I'm a novice myself.


Chris


----------



## Micke S (Jan 1, 2015)

Isn't it just to turn the piece 90 degrees after making the top and bottom if you use a machine vise ? :thinking:


----------



## Wreck™Wreck (Jan 1, 2015)

A manual vertical mill is well suited for making squares and rectangles, clamp it down through the center hole and mill it square.
If you don't go overboard with the depth of cut and step over it won't move, space it up off the table a bit.


----------



## prasad (Jan 1, 2015)

Wreck™Wreck said:


> A manual vertical mill is well suited for making squares and rectangles, clamp it down through the center hole and mill it square.
> If you don't go overboard with the depth of cut and step over it won't move, space it up off the table a bit.



Hi

Thanks. I started exactly like this and still working on it. Being a mini-mill it is taking a long time. Of course time is plenty here and so it is ongoing. I can not do it in one setting because my mill does not have 6 inch movement in frnt to back direction. I will have to do it in 4 settings. I guess I will indicate it for each setting to get 90 degree as suggested by another person. 

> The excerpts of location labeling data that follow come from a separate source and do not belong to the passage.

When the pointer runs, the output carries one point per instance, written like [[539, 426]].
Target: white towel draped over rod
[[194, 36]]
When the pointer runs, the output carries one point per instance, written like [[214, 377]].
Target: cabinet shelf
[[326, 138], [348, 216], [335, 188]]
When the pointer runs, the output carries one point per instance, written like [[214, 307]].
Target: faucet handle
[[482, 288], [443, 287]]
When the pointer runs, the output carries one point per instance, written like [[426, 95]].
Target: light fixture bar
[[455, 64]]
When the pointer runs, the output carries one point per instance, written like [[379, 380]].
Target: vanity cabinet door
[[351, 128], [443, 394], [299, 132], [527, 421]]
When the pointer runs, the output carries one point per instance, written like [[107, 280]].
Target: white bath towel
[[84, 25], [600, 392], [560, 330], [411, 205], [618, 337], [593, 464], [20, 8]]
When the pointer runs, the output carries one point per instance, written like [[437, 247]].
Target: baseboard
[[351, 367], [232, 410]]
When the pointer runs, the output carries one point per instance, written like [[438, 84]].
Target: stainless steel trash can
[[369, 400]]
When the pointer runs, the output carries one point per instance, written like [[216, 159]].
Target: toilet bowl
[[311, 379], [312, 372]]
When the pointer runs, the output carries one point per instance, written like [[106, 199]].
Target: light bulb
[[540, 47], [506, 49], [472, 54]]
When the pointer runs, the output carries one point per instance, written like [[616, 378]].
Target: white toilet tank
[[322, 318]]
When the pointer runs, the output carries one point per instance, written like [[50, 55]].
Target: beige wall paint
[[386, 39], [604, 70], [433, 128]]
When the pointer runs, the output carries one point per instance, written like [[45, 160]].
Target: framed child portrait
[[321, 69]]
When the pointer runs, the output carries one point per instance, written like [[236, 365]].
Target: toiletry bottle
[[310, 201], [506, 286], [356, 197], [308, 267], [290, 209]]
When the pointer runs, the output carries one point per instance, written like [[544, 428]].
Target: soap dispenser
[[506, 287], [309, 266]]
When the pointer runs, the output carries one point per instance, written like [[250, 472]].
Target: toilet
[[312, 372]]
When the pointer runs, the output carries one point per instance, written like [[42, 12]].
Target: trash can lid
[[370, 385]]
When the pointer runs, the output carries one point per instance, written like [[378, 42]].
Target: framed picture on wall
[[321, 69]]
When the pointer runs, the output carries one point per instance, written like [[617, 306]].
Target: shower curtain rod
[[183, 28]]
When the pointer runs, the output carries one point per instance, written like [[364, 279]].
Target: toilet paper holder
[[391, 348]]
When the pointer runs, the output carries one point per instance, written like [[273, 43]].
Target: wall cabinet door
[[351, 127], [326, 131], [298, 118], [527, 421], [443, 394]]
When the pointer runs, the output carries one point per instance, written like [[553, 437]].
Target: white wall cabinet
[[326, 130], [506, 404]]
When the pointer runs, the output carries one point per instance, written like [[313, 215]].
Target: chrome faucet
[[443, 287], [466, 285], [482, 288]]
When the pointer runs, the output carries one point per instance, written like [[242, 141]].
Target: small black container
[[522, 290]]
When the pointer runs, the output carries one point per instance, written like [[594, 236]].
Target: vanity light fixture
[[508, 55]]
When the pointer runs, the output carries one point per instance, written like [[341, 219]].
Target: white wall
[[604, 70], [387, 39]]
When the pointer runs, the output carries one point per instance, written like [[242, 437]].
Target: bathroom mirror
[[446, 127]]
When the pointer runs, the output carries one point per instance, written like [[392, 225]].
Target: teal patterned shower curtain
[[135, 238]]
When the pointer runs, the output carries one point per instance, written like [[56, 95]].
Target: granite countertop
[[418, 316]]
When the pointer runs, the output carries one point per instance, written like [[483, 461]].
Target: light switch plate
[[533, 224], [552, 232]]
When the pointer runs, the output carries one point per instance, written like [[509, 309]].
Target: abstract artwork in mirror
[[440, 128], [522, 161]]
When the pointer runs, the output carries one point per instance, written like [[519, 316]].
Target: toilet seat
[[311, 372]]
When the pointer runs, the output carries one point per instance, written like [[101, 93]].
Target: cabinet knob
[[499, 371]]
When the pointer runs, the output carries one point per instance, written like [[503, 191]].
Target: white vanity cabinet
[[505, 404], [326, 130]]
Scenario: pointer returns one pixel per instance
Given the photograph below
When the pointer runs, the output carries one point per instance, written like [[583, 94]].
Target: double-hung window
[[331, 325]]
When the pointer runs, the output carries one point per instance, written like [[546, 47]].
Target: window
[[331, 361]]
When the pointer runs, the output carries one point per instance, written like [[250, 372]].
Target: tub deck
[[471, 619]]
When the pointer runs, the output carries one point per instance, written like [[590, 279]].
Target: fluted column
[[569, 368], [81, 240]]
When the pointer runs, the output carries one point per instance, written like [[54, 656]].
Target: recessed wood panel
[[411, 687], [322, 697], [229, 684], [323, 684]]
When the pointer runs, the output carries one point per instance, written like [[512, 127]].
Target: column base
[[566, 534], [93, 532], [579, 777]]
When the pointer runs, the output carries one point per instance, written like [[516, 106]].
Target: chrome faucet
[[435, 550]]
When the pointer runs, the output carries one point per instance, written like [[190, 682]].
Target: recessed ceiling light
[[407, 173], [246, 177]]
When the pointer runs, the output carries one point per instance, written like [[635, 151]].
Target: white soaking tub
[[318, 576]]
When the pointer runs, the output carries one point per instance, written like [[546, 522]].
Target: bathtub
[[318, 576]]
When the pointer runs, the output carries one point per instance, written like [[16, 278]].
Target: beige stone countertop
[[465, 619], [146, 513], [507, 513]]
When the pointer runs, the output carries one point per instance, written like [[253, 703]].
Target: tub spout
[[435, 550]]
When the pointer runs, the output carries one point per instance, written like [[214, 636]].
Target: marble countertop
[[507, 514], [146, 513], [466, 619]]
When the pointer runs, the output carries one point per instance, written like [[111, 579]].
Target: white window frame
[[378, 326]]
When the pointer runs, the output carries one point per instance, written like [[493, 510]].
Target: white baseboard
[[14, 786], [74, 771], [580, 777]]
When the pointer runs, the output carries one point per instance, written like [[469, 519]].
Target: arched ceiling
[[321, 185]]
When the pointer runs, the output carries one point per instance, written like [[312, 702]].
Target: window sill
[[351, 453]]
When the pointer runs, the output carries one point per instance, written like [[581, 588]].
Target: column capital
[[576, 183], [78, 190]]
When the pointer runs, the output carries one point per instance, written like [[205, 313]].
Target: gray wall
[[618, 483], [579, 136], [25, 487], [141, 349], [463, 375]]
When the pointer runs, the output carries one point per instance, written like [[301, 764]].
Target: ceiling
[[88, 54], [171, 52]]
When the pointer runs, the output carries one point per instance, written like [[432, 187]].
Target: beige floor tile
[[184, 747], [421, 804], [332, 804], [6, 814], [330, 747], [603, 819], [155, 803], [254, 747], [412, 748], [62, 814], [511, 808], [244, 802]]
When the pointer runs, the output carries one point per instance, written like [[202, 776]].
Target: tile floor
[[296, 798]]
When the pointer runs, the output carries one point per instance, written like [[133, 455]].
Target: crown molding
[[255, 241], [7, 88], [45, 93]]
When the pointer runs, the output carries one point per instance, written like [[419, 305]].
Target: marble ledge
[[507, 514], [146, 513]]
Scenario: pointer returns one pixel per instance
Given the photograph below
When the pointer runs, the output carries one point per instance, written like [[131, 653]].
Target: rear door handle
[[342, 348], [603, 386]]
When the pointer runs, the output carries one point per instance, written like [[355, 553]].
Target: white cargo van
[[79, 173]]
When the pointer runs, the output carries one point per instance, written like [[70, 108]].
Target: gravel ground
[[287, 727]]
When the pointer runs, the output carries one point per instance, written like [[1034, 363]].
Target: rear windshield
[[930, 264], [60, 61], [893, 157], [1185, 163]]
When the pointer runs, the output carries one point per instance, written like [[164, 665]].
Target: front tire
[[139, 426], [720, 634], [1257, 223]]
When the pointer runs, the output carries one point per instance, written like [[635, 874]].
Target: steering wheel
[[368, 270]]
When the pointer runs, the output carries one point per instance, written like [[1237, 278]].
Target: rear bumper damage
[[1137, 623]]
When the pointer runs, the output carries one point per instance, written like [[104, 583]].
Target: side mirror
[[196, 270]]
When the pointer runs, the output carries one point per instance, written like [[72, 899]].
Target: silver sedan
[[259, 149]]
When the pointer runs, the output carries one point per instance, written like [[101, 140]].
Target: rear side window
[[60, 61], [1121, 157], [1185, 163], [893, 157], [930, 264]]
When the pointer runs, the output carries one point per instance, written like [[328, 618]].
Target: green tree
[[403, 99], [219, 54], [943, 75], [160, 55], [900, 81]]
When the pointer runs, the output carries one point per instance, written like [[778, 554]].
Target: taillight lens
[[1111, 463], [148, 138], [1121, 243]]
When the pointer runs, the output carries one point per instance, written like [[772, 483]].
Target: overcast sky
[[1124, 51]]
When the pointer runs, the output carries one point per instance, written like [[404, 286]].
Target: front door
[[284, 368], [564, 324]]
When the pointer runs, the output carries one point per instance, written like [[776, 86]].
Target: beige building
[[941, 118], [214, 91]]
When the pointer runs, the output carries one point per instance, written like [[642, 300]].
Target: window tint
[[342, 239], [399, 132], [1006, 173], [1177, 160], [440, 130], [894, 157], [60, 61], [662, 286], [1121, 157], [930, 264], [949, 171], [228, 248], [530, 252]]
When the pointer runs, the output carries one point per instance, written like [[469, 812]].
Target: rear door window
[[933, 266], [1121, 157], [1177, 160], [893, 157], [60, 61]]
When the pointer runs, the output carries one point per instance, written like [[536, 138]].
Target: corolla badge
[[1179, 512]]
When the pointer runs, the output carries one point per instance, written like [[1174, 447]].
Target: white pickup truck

Thanks and wishing you HNY
Prasad


----------



## prasad (Jan 5, 2015)

Guys, here is where I reached using various excellent replies I received. It is now square but needs more machining on the lathe before I get back to my mill fore finish milling. Thanks all,
Prasad

PS. The picture is showing the milling task at its last stage. I took this picture just before the last piece fell down. The milled surface is not as good as I want but I have allowance for further milling. It now will fit into my milling vise.


----------